La fusion de Bombardier Transport et d’Alstom, calcule Benoit Poirier de Desjardins, créerait une entreprise d’environ 18 milliards US de revenus. Ce serait encore loin derrière la chinoise CRRC et ses 34 milliards, mais bien devant celui qui deviendrait le deuxième acteur en importance en Occident, Siemens, à 10 milliards.

Des rapports venant de France jeudi indiquaient que la Caisse de dépôt, qui céderait ses actions de Bombardier Transport en échange d’actions d’Alstom, deviendrait de facto le plus important actionnaire de cette dernière, devant le groupe français Bouygues.
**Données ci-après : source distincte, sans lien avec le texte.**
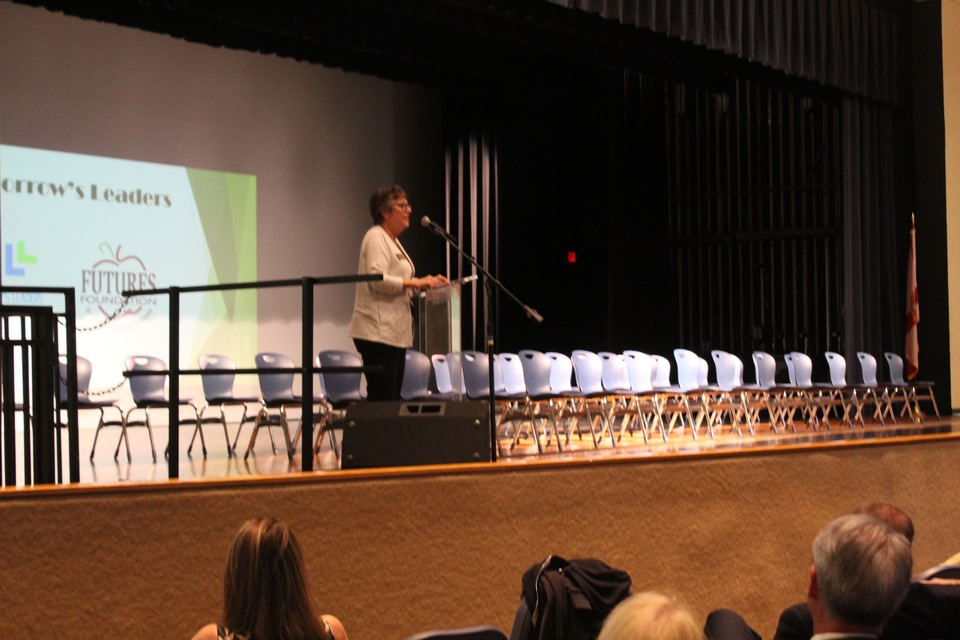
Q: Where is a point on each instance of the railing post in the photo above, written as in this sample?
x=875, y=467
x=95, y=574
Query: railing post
x=173, y=442
x=73, y=420
x=306, y=382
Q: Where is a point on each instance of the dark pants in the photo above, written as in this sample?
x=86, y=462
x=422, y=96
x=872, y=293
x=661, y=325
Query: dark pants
x=386, y=385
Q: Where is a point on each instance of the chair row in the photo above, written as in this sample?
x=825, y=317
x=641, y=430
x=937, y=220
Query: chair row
x=277, y=398
x=554, y=396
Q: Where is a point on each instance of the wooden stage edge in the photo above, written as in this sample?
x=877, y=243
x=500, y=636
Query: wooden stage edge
x=219, y=471
x=723, y=522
Isolée, la valeur de Bombardier Aviation pourrait croître rapidement. Selon les calculs de M. Poirier, la valeur de cette division au terme de la vente de Bombardier Transport ne représenterait que 4,4 fois son bénéfice d’exploitation de 2021, comparativement à 9 fois pour des entreprises comparables.

Conformité

Bombardier pourrait faire mieux, selon EDC

On peut faire mieux chez Bombardier en matière de conformité et d’éthique, selon un examen commandé par Exportation et développement Canada (EDC), dont les conclusions détaillées demeureront secrètes. La société d’État fédérale, qui agit en tant qu’agence de crédit pour les entreprises cherchant à faire des affaires à l’étranger, n’a toutefois pas été trop sévère à l’endroit du constructeur d’avions et de trains, estimant qu’il était sur la « bonne voie ». EDC a annoncé jeudi la conclusion de l’examen commandé au cabinet d’avocats McCarthy Tétrault, après la divulgation des résultats financiers de Bombardier. Le rapport annuel de la multinationale fait également état de la vérification qui s’était amorcée le 1er août. EDC avait commandé un examen externe dans la foulée des informations entourant un contrat de matériel ferroviaire de 340 millions miné par des accusations de corruption en Azerbaïdjan ayant été attribué à un consortium dirigé par Bombardier. L’agence fédérale n’était pas impliquée dans la transaction, mais n’en était pas moins préoccupée par les répercussions. Bombardier est actuellement sous la loupe de la Banque mondiale en lien avec cette affaire.